Secondo i dati forniti dal Dipartimento dell’amministrazione penitenziaria e aggiornati al 31 luglio, i decessi complessivi in carcere nel 2025 sono stati 146: 46 suicidi (31,5%), 30 morti per cause ancora da accertare (20,5%), 69 per cause naturali (47,3%) e una per cause accidentali (0,7%). «Il Paese ha l’urgenza di adoperarsi per rendere l’esecuzione della pena non solo efficiente ed efficace sul piano della prevenzione, ma anche compatibile con il suo volto costituzionale, improntato ai principi di umanità, finalismo rieducativo ed extrema ratio della detenzione», avverte il Garante.
Il profilo delle vittime mostra una tendenza chiara e inquietante: 44 uomini e due donne, 24 italiani e 22 stranieri. Questi ultimi, pur rappresentando solo il 31,56% della popolazione carceraria, sono coinvolti nel 47,8% dei suicidi, segno di un rischio suicidario significativamente più alto. L’età media è di 42 anni, ma ben 22 detenuti avevano meno di 39 anni. Dal punto di vista giuridico, 24 erano già condannati in via definitiva, 17 attendevano il primo giudizio.
La mappa della tragedia copre quasi tutta la Penisola: Lombardia (10 casi), Lazio (5), Campania e Sicilia (4), Sardegna e Toscana (3), Abruzzo, Calabria, Emilia Romagna, Piemonte, Puglia e Veneto (2), Basilicata, Friuli Venezia Giulia, Liguria, Molise e Umbria (1).

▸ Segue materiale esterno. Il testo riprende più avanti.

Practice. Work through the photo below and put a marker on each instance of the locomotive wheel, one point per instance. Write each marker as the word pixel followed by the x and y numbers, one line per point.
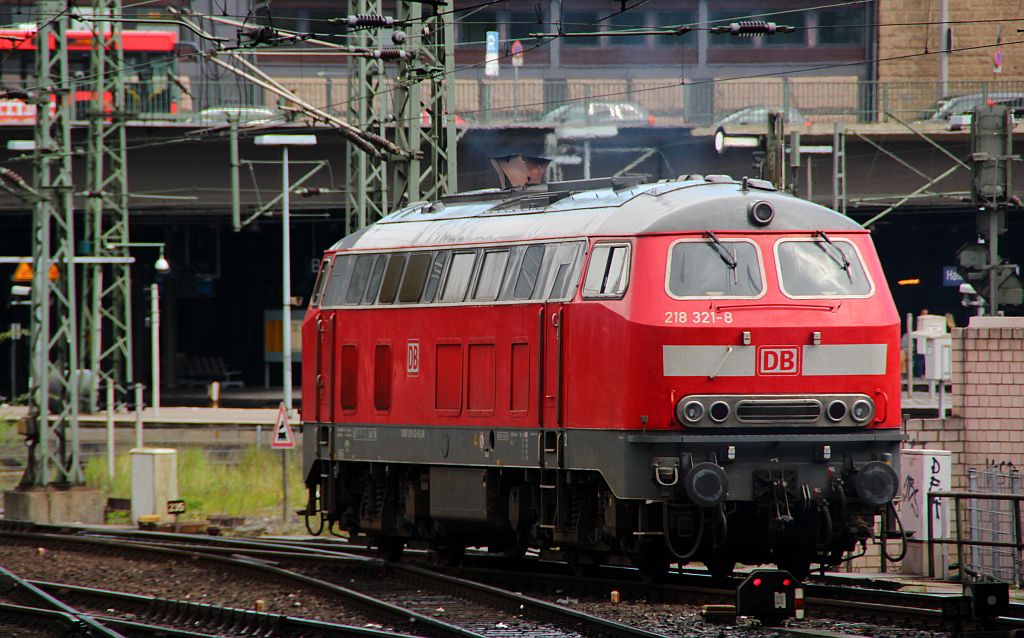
pixel 720 567
pixel 392 548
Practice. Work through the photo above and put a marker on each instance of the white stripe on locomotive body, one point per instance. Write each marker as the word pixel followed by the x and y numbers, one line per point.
pixel 818 360
pixel 707 360
pixel 845 359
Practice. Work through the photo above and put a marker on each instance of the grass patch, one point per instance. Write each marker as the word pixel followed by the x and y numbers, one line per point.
pixel 251 487
pixel 8 433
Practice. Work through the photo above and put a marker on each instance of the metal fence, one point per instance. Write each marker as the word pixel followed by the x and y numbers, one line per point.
pixel 542 101
pixel 991 520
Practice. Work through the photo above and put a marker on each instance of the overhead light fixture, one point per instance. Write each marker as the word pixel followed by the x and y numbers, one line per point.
pixel 724 140
pixel 162 265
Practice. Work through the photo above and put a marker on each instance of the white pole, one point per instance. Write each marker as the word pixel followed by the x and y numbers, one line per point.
pixel 943 48
pixel 110 429
pixel 155 344
pixel 138 415
pixel 286 288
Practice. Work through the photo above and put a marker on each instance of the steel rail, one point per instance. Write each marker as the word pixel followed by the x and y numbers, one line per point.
pixel 403 617
pixel 588 624
pixel 15 585
pixel 244 621
pixel 252 554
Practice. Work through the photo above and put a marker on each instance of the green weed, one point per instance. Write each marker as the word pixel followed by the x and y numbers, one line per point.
pixel 250 487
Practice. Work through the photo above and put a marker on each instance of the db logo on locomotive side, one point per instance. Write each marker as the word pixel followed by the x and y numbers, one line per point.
pixel 778 360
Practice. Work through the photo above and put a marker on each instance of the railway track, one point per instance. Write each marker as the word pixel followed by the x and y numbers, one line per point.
pixel 475 597
pixel 413 599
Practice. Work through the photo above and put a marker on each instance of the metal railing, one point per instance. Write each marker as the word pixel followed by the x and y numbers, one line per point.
pixel 1009 516
pixel 543 101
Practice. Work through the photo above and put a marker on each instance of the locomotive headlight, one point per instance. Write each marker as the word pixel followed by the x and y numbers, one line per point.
pixel 836 411
pixel 861 410
pixel 876 483
pixel 689 412
pixel 719 412
pixel 707 484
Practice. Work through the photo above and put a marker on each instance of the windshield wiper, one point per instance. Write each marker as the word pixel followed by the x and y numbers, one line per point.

Dietro ogni numero, un dramma umano e istituzionale che continua a ripetersi. Il report richiama ancora una volta l’attenzione sulla necessità di politiche penitenziarie capaci di prevenire l’isolamento e la disperazione che portano a gesti estremi, con interventi mirati per i soggetti più vulnerabili e una revisione complessiva delle condizioni di detenzione.